Dr Ahmet Ozen and colleagues studied 11 patients with abdominal pain and diarrhea caused by early-onset protein-losing enteropathy with primary intestinal lymphangiectasia, edema due to hypoproteinemia, malabsorption, and less frequently, bowel inflammation, recurrent infections, and angiopathic thromboembolic disease.
The disorder followed an autosomal recessive pattern of inheritance.
Whole-exome sequencing was performed to identify gene variants.
The researchers evaluated the function of CD55 in patients’ cells, which they confirmed by means of exogenous induction of expression of CD55.
|Homozygous loss-of-function mutations in the gene encoding CD55 lead to loss of protein expression|
|New England Journal of Medicine|
The research team identified homozygous loss-of-function mutations in the gene encoding CD55, which lead to loss of protein expression.
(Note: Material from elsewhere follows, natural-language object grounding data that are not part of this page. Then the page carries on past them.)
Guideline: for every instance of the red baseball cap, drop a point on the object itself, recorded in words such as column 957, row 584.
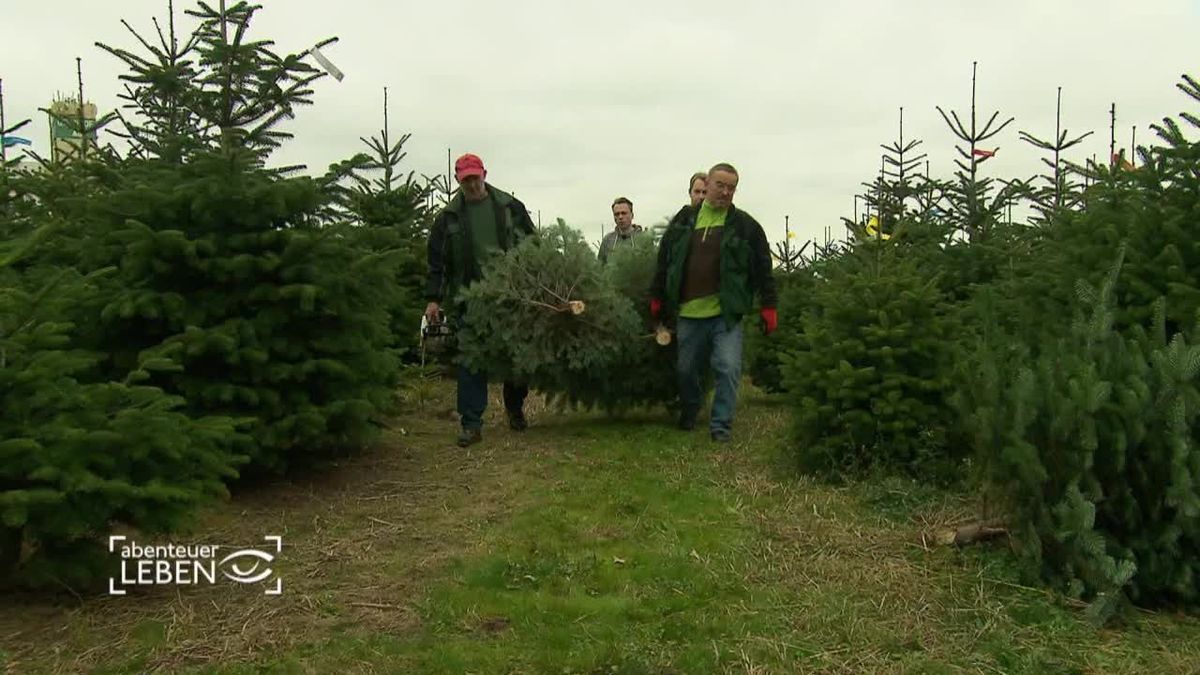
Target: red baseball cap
column 468, row 165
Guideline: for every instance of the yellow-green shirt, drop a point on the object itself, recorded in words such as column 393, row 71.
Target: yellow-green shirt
column 709, row 305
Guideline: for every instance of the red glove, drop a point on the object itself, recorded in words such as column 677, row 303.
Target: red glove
column 769, row 320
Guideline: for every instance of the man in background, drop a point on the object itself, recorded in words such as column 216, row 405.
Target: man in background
column 625, row 230
column 696, row 187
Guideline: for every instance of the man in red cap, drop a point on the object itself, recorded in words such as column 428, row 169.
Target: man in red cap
column 713, row 260
column 479, row 221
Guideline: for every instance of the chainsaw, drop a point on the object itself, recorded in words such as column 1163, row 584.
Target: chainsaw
column 437, row 335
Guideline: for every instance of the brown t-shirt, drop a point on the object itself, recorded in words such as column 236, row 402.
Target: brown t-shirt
column 702, row 275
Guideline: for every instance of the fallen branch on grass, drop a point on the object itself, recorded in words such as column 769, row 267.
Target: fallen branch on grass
column 969, row 533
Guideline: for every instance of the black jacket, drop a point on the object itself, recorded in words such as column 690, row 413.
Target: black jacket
column 745, row 263
column 451, row 254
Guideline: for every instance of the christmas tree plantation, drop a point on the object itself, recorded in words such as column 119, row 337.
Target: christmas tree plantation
column 79, row 454
column 869, row 371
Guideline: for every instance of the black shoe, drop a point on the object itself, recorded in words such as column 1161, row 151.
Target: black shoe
column 469, row 437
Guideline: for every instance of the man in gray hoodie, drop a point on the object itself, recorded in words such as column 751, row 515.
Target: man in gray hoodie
column 625, row 230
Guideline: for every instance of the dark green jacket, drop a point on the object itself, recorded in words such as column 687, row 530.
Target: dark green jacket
column 451, row 255
column 745, row 263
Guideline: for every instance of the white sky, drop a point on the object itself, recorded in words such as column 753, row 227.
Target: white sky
column 574, row 103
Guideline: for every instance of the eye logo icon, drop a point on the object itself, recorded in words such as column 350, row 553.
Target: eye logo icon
column 247, row 571
column 245, row 577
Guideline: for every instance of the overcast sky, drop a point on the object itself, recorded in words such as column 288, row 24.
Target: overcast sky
column 574, row 103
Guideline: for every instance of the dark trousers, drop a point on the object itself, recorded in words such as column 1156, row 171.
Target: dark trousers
column 473, row 398
column 709, row 342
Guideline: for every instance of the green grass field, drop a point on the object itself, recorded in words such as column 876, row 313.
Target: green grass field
column 591, row 544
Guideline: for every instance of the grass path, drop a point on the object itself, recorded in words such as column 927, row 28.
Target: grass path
column 591, row 545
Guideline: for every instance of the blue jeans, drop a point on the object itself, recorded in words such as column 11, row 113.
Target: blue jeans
column 473, row 398
column 703, row 342
column 472, row 393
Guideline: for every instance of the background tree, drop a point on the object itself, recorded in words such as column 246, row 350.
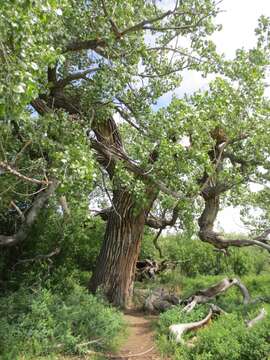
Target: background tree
column 93, row 83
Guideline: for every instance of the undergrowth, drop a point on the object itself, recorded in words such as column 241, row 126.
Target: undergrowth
column 226, row 337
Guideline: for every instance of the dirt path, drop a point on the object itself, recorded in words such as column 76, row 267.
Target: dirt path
column 140, row 342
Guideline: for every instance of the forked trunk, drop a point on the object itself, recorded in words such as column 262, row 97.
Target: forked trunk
column 116, row 263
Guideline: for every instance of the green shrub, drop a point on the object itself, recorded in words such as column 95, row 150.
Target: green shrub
column 40, row 322
column 226, row 337
column 195, row 257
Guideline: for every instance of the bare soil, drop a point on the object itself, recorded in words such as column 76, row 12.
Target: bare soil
column 140, row 342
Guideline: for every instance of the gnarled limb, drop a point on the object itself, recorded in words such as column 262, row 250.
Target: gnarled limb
column 206, row 295
column 259, row 317
column 30, row 217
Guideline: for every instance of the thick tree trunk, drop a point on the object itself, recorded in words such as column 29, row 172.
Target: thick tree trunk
column 116, row 263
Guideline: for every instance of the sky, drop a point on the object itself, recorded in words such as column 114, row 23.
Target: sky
column 239, row 20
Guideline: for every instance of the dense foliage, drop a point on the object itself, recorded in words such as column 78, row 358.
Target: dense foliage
column 91, row 163
column 38, row 322
column 226, row 337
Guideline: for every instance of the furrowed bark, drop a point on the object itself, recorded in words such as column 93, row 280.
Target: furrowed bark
column 116, row 263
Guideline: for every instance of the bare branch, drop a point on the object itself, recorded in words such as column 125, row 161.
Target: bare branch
column 78, row 45
column 115, row 154
column 75, row 76
column 259, row 317
column 177, row 330
column 155, row 242
column 163, row 222
column 18, row 210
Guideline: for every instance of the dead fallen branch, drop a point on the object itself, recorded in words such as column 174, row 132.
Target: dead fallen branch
column 177, row 330
column 160, row 300
column 207, row 295
column 258, row 318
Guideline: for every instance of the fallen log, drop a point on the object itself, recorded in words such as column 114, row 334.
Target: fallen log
column 160, row 300
column 258, row 318
column 177, row 330
column 207, row 295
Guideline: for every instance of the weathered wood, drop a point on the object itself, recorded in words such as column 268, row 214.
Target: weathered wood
column 207, row 295
column 258, row 318
column 177, row 330
column 160, row 300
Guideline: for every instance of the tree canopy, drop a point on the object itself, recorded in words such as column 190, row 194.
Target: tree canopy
column 80, row 88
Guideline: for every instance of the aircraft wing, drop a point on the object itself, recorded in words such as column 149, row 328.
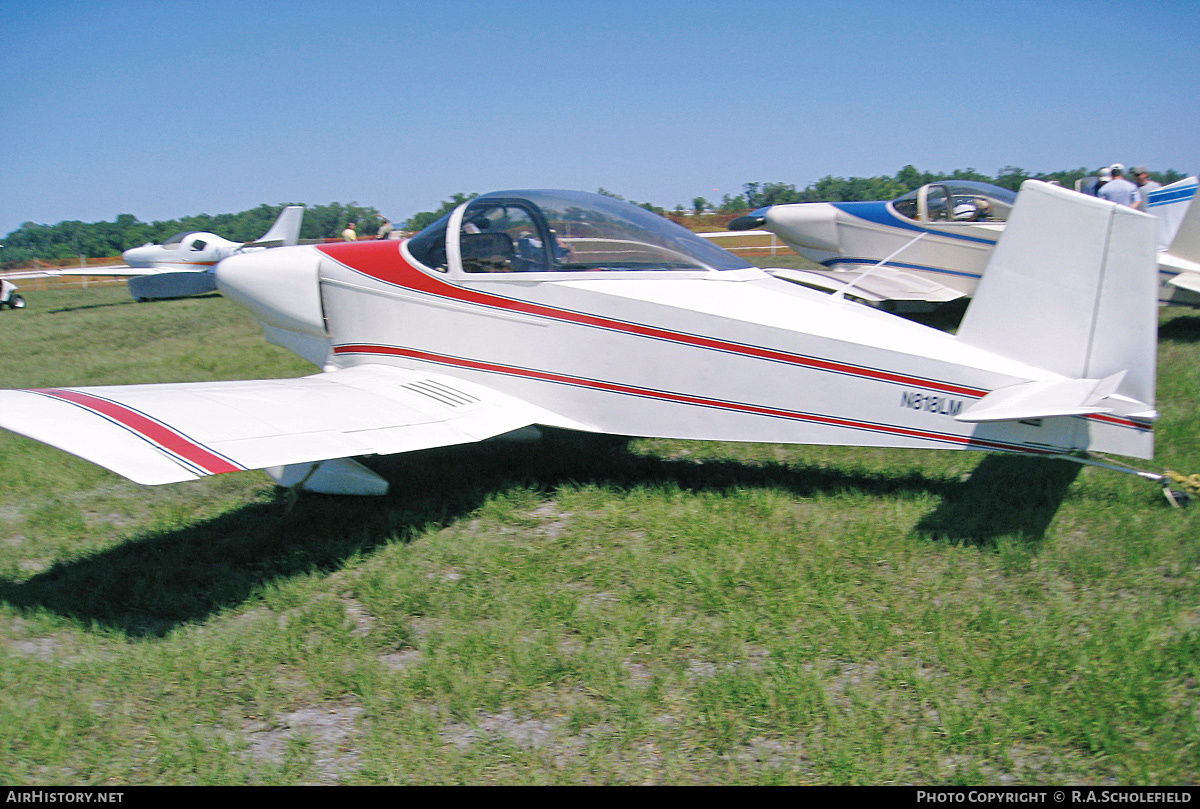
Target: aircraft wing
column 1189, row 281
column 173, row 432
column 108, row 269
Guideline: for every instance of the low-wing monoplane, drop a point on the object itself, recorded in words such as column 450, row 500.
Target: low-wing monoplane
column 183, row 265
column 933, row 244
column 580, row 311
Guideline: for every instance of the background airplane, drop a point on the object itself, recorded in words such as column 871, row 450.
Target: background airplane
column 581, row 311
column 183, row 265
column 9, row 297
column 934, row 243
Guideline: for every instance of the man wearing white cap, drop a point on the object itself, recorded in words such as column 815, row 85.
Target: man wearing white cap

Patients’ T lymphocytes showed increased complement activation causing surface deposition of complement and the generation of soluble C5a.
Costimulatory function and cytokine modulation by CD55 were defective.
The researchers found that genetic reconstitution of CD55 or treatment with a complement-inhibitory therapeutic antibody reversed abnormal complement activation.
Dr Ozen's team concludes, "CD55 deficiency with hyperactivation of complement, angiopathic thrombosis, and protein-losing enteropathy is caused by abnormal complement activation due to biallelic loss-of-function mutations in CD55."